Flame GPU Benchmarks

Hey team, I ran a basic Flame GPU benchmark on a bunch of cards I’ve got in my office today.

Idea was yoinked from randy in the M1 thread!

My methodology was incredibly simple as I wanted to 100% use the GPU exclusively. I fed colour noise @ 4K and @ 8K into a motion analysis node, which then fed into a render node (rendering both forward and backward vectors). I timed how long it took to render 200 frames @ 4K and 100 frames @ 8K.

The cards in question are: A5000, 3090, 3080 and 3060. These cards are all ampere-based cards so the results were quite predictable. The biggest surprise was the 3080 comfortably beating the A5000 and the 3090 being significantly faster than the 3080, still.

I also thought the significantly larger VRAM of the A5000 would help it in the 8K test vs. the 3080 as VRAM usage was just starting to exceed 10GB but it didn’t. This may be because the A5000 is using DDR6 while the 3080/3090 use DDR6X.

ECC also seemed to add a solid 5% performance hit but I confess that I may not have set this up correctly. I just switched it on in the nvidia-settings window.

A final puzzling note (and one that might be solved by running the DKU between GPU swaps (something I was not prepared to do)) my box is A LOT snappier with the 3090 inside. loading up Flame is almost instantaneous with it. The others chug along for a bit first. Once flame is open it seems fine however.

I’ve got a real rink-y dink spreedsheet you can see with some real numbers.

Another test that would be useful to run would be using a heavy Action to viewport test and render from.

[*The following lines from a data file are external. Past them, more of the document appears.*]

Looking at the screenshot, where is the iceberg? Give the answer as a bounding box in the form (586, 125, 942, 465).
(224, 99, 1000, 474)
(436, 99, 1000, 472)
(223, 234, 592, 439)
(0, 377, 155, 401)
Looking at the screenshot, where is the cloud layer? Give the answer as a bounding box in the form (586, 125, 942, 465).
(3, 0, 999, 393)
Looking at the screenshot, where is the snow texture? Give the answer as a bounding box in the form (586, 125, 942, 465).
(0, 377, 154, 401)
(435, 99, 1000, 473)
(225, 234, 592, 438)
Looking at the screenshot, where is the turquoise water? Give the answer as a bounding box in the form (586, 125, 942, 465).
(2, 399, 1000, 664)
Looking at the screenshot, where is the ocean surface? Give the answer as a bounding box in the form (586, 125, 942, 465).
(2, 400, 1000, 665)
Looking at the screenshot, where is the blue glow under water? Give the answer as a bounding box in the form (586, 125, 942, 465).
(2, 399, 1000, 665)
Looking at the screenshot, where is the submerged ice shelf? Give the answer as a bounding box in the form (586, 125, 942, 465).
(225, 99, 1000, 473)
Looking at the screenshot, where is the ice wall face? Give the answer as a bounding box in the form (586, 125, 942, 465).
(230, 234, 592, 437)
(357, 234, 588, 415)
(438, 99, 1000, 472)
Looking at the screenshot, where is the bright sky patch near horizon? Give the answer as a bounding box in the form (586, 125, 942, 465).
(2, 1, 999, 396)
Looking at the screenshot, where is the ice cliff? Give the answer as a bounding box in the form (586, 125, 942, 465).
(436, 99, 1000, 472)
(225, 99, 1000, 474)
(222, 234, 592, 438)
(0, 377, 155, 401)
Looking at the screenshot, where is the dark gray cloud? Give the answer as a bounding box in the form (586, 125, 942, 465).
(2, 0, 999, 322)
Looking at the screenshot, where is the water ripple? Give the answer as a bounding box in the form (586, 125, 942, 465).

If anyone has an action like that to share I would love to give it a try. I would also love to test an RDNA2 card but I don’t have any around.

Because the methodology is so simple, please feel free to add your times or verify my own. I know where an RTX 8000 is which I might do these test with.

Conclusion: Surprise! The 3090 will save you a lot of time-- not worth forking out more for an A5000 unless you need its blower design and/or lower TDP for rack installation (though there are blower design 3090s out there…).

5 Likes

Well that’s kind of suprising (and sad), the 3090 being almost 1K cheaper than an A5000.
Annoyingly Teradici also requires Quadro cards to work in Linux :frowning:

1 Like

Hey!

Would you mind sharing the setup for this? Would love to try it on my new build.

Thanks,

Andrew

1 Like

It’s on the Logik Portal as well as…

Thanks Randy!!

1 Like

Hey, the benchmark I made was incredibly simple and is different from the archive linked above. My benchmark only generated motion vectors so it can isolate the GPU. I can upload the 2 node batch for it in a moment if you are still interested!

Edit: Here is the link

Flame GPU Benchmark 2022.3

I have yet to use Teradici. I recently bought an A2000 and its sitting inside my flame box as it only requires PCIe power. would this enable teradici??

Honestly I’m not sure, but as long as it’s the quadro range it should enable it yes.

Apple M1 Ultra
flame benchmark test
14:03
WTF?

Did someone throw some numbers down?

I suspected that the Ultra might be around 15 based on the M1 Max tests I did—think they were around 24 if memory serves. There was no way it was going to get to that a6000rtx/3995 bench under emulation. Not bad numbers but definitely not Threadripper either.

There is a benchmark for M1 Max at 5:16 by @gizmorivera on the google sheet. I’m guessing that is the Macbook Pro. Did you do this test yourself @david-parker ?

yes
M1 MAX 64gb
MacBook Pro (16-inch, 2021)

something went wrong…i am assuming your stone is a 7200 rpm external drive…local SSD or a raid 0 SSD is a-lot faster.

Ran the bench last night again on a fully maxed out M1 Max 16 on 2022.3.

The times are no where near 5… I don’t know how you’re getting those speeds @gizmorivera unless you’re doing the GPU bench and not the timeline bench. The timeline bench arch wouldn’t have a 4K and 8k difference. It only 4k.

@david-parker’s speeds seem consistent with the timeline bench given what my M1 Max is doing. Maybe we’re both somehow getting it wrong…

Something seems weird, my 2020 10core iMac/5700xt runs the timeline bench in 14.00 flat.

Argument for a new bench right there.

1 Like

Perhaps a logik live in how to run the bench consistently @andymilkis

2 Likes

@friendlyape thanks for doing this! If you do another run, or have you 3090 in. How does it handle the ML timewarp? Curious if there is a difference.

Thanks
Brooks

probably a daft question - just running the Benchmark on my M1 Max MBP - and i was wondering how you can see how long a render takes?
I know the progress bar has a count down, but i don’t know what it started at, and i don’t remember ever having seen a figure for render times once its completed.

I haven’t done any benchmarking in particular but when ML timewarp first came out I was using a 2080. I bought a 3080 on release and it was significantly faster. My 3090 was a decent bump over the 3080 too.

I’ll put it on my to-do list for testing and report back!